The Misplaced Focus of Queen to Play

Alice Gregory | April 15, 2011

If there’s one thing directors love, it’s a fondled chess piece. There might not be a single film in which one is handled in an even remotely normal way. They’re twirled, gently thumbed, and zoomed in on—never picked up and just moved around like a chunk of plastic. Helene, the repressed Corsican chambermaid at the center of French director Caroline Bottaro’s first feature film, Queen to Play, indeed instills even pawns with an exaggerated sensuality.

With her deep-set eyes and steely reserve, Helene (played by Sandrine Bonnaire) resembles one of Bergman’s lovers — a middle aged Liv Ullman or a Cries and Whispers-era Harriet Andersson. In her poplin dresses and perfect little espadrilles, she just might be the chicest cleaning lady around, more like the object of art house fetish than an underpaid, overworked laborer. One morning while doing up a hotel room, Helene notices some guests playing chess out on the balcony.

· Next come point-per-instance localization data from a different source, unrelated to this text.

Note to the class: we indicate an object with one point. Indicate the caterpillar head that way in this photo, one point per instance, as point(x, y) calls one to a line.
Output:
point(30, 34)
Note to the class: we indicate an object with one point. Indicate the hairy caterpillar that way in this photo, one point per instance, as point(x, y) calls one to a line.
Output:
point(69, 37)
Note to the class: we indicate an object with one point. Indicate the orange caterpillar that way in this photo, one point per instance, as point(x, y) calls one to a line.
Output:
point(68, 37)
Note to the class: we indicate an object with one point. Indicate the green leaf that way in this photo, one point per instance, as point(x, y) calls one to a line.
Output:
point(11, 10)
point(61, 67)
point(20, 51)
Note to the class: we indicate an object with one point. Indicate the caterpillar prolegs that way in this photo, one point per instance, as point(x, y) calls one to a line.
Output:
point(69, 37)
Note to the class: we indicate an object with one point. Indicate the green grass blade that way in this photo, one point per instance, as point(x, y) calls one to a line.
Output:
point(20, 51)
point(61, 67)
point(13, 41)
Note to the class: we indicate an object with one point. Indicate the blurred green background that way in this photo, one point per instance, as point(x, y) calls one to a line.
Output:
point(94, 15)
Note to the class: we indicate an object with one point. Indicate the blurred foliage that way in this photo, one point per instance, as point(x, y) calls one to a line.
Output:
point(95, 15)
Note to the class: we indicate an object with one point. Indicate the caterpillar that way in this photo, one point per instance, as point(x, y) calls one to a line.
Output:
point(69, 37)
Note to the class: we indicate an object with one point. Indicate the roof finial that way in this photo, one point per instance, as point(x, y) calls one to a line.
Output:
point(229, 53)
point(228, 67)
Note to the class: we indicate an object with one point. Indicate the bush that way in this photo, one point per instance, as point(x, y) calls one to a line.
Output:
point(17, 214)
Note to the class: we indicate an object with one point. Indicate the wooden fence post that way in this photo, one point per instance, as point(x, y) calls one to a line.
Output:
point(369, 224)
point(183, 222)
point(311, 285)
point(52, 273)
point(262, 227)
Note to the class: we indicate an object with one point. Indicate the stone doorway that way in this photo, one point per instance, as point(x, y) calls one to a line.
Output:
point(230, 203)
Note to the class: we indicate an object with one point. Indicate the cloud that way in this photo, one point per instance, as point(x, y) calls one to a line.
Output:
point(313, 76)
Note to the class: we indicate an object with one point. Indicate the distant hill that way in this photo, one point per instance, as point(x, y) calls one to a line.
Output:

Through the billowing gauze of the curtain, she observes their moves and meditation: The women’s silk slip falls off her shoulder and the man’s voice — “Checkmate!” — sounds surreally loud.

From then on, Helene teaches herself chess alone each night with an electronic set. She grows increasingly obsessed — practicing moves with bottles of lotion in the bathroom, forming pieces out of bread at the dinner table, hopping around on the hotel’s checkered balcony as if she herself is a knight. Aside from cleaning the rooms at the hotel, she also works for Dr. Kroger, a sick, black-clad widower played by Kevin Kline (in his first role completely in French.) She notices a chess set in his office one afternoon and timidly asks him to play with her. Kroger is taken aback by the proposition, but eventually agrees. Soon enough, a secret, mostly silent friendship is forged. She’s a quick study, and each week he tutors her, often late into the night and to the rage of her previously unresponsive husband. Helene’s hairdresser warns her that “people are talking” and neighbors are calling her “The Chess Case,” which feels a little eye-rolly — this isn’t medieval Europe after all, and chess is hardly an eccentric hobby.

Helene’s meetings with Dr. Kroger seem almost like therapy sessions, complete with transference, and their games are charged with a quiet eroticism. Predictably, as her game improves, Helene gains confidence: She’s sooner to smile and her face softens a bit. Their intuitive plays and met gazes is meant to imply a noble rapport — that chess makes their minds mutually transparent to each other. But the relationship isn’t granted enough dialogue and feels only outlined, as does Helene’s infatuation with the game itself. When Dr. Kroger asks her, in a moment of candor, why chess is so important to her, she tells him that she doesn’t know. It’s fine for the viewer to understand more about a film’s protagonist than the protagonist does about herself, but such imbalance demands a little more scaffolding from secondary characters, which Queen to Play decidedly lacks. And when Helene enters and wins a local amateur tournament, though the final round is protracted and scored with dramatic music, it doesn’t feel as though her victory is the conclusion of a realistically plotted trajectory or a correctly weighted process of self-discovery.

It’s Helene’s relationship with Dr. Kroger that’s supposed to be the central dynamic of the film, but Bonnarie’s performance is really only particularly perceptive in the domestic scenes, which are actually remarkably acute. On the evening of her husband’s birthday, for instance, Helene changes into the stolen slip and scampers into bed, adjusting its ripples with embarrassed haste as if to disguise her unusual sexiness. It’s a fraught feeling that all women experience — wanting to seduce by arrangement while looking unaware — that’s usually only depicted in film by way of cartoonishly tousled hair or a theatrical squaring of the shoulders. Helene’s husband himself is rendered in mostly broad strokes (neglectful, drinks too much), but when he finally begins to notice Helene’s newfound self-assurance, his attention is a realistic mixture of attraction and resentment. After getting home late one night from a game with Dr. Kroger, Helene finds her husband wrestling with a burnt chicken at the kitchen sink. He turns to her — sad but sexually charged — and embraces her awkwardly with his forearms. We only see her back and his hands, frozen in the air, away from her blouse so as not to dirty it with poultry char. We wait for him to abandon his consideration in the heat of the moment, to grab her lustfully or grease back her hair, but he doesn’t.

It’s these small moment’s that are the film’s best, but they are too few and far between. Before the tournament, Dr. Kroger tells Helene that it’s “better to play a lousy plan logically than no plan at all,” which is, unfortunately, exactly what Bottaro’s done here; she plays consistently, if obviously, through to the end, but it’s not the right game. Framed like a sports movie —  hard work, minor setbacks, eventual victory — Queen to Play is perfectly pleasant to watch, but its attention is focused on the wrong places: on the entire board rather than the individual players.